Figura 1: la NAC agisce da mucolitico e antinfiammatorio. In quanto potente antiossidante, l'amminoacido può inoltre ridurre lo stress ossidativo nell'organismo e sostenere il sistema immunitario.
Comunemente la N-acetilcisteina (NAC) è soprattutto nota come mucolitico. Tuttavia questo amminoacido semiessenziale può fare molto di più: ha un'azione antiossidante e può contribuire a contrastare lo stress ossidativo nell'organismo. Inoltre la NAC è un importante precursore del "super-antiossidante" glutatione e può favorire il rafforzamento del sistema immunitario nonché la salute del fegato, dei polmoni e delle vie respiratorie. In questo articolo del blog scoprirà quali funzioni importanti svolge ulteriormente la NAC e in quali ambiti viene frequentemente impiegata. Riceverà inoltre indicazioni per la scelta di un integratore con NAC adatto e per l'assunzione e il dosaggio corretti.

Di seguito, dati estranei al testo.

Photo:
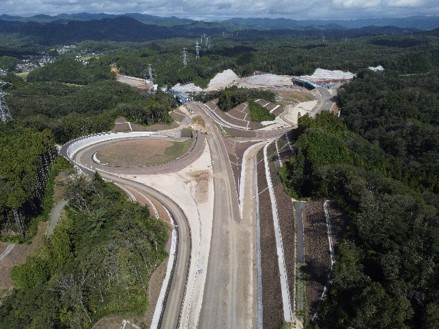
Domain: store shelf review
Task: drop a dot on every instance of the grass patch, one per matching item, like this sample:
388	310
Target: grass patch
259	113
142	153
177	149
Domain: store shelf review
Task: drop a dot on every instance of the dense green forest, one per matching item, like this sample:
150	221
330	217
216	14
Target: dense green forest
379	162
97	262
25	167
72	100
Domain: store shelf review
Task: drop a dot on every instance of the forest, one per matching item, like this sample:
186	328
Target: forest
379	162
25	166
77	278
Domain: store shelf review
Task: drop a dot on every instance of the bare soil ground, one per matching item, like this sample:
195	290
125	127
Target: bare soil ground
121	124
18	256
317	248
141	153
287	226
236	151
271	290
293	96
316	253
287	219
133	82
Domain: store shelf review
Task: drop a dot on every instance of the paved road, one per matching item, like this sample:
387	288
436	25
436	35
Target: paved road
177	289
227	288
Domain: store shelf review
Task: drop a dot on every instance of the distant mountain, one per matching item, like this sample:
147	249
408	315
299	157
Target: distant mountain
414	22
120	28
147	19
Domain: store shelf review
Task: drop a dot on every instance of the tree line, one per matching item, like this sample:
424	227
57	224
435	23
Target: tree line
97	262
378	162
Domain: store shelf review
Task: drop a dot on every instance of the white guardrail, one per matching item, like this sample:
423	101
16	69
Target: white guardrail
286	300
87	141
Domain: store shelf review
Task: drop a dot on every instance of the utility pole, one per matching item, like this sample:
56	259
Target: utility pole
197	50
5	115
184	57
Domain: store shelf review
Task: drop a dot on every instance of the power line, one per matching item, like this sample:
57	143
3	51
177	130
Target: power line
5	115
197	50
184	57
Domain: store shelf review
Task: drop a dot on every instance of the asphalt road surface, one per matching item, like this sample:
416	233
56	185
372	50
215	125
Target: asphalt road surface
227	287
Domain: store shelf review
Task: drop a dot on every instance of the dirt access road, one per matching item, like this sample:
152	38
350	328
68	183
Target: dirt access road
229	296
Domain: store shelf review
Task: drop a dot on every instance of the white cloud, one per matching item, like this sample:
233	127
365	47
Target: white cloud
405	3
296	9
357	3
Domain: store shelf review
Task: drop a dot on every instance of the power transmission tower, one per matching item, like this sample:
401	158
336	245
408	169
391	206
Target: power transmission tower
150	75
208	42
184	57
197	51
4	110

Che cos'è la N-acetilcisteina (NAC)?
La N-acetilcisteina o N-acetil-L-cisteina (in breve: NAC) è una forma dell'amminoacido L-cisteina. A differenza della cisteina libera, che è molto instabile, la NAC presenta un'elevata stabilità e biodisponibilità. In quanto amminoacido semiessenziale, la L-cisteina può essere in linea di principio sintetizzata dall'organismo. Questa sostanza è un componente importante di molte proteine. Inoltre l'organismo necessita della N-acetilcisteina per sintetizzare il prezioso antiossidante endogeno glutatione. La NAC è anche un precursore per la formazione di taurina e coenzima A. La prima è coinvolta nello sviluppo del sistema nervoso e delle cellule visive nonché nella funzione cardiaca, mentre il coenzima A è principalmente necessario per la produzione di energia nelle cellule.

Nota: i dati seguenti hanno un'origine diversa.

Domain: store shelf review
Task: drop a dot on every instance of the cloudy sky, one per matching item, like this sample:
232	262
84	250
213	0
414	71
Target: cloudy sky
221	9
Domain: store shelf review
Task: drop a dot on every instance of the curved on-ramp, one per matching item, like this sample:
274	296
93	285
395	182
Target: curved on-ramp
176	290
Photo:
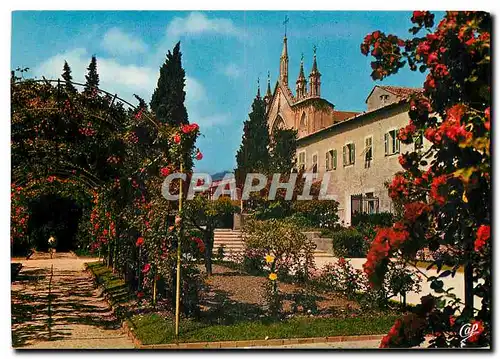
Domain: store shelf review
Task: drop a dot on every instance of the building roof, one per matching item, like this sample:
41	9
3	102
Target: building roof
356	116
401	92
339	116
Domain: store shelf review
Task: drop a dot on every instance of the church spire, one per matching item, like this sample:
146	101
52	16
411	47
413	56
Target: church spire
268	93
301	80
284	63
314	78
269	96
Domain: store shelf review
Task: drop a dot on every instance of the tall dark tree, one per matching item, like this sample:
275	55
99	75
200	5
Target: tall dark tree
169	96
92	77
283	148
66	75
253	154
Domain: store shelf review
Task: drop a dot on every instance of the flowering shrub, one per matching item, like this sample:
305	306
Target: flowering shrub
445	191
292	250
342	277
110	159
349	242
272	297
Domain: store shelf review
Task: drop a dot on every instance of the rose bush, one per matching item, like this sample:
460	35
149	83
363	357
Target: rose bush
445	191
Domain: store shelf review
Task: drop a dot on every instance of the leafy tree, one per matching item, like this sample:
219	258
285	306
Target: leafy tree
167	102
253	154
283	150
206	215
445	191
168	98
92	77
66	75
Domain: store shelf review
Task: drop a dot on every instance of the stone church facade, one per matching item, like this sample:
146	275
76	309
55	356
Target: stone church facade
359	150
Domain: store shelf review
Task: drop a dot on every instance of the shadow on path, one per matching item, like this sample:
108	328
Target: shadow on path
54	303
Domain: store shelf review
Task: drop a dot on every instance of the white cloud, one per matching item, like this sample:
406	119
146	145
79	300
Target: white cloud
232	70
196	23
124	80
117	42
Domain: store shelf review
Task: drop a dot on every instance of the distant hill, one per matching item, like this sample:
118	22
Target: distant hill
219	175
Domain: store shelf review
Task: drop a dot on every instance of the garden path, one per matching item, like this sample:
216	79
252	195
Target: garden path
55	305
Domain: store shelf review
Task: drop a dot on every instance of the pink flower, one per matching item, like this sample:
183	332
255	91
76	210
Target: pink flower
165	171
146	268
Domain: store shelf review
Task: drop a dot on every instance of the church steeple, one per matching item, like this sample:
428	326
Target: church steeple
284	64
315	78
301	86
269	96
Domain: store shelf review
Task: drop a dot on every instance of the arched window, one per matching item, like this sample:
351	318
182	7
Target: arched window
303	122
278	124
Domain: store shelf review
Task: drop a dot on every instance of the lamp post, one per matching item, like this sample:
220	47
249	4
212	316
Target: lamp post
178	279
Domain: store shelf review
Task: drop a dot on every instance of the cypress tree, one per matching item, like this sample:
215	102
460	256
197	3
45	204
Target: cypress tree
283	148
66	75
92	77
168	98
253	154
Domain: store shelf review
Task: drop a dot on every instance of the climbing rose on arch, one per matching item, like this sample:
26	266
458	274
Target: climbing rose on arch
482	236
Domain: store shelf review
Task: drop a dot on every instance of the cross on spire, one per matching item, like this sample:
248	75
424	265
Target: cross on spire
285	22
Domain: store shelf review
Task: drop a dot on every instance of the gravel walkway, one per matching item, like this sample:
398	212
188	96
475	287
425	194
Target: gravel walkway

Nel fegato la NAC viene convertita in L-cisteina, che è poi disponibile per diversi processi metabolici. Insieme alla L-metionina, la L-cisteina è l'unico dei 21 amminoacidi proteici a contenere zolfo. L'atomo di zolfo presente nella NAC conferisce alla L-cisteina una particolare struttura biochimica. Questa le permette, per esempio, di reagire con il gruppo tiolico di una cisteina in un altro protein e di formare così le cosiddette ponti disolfuro. Questi ponti supportano la resistenza e la funzionalità di diverse proteine nell'organismo. Tra queste rientra anche la proteina strutturale cheratina, che nell'uomo si trova, tra l'altro, nei capelli e nelle unghie. In quanto amminoacido contenente zolfo, la L-cisteina è indispensabile per la formazione della cheratina e pertanto essenziale per capelli resistenti e unghie forti e stabili.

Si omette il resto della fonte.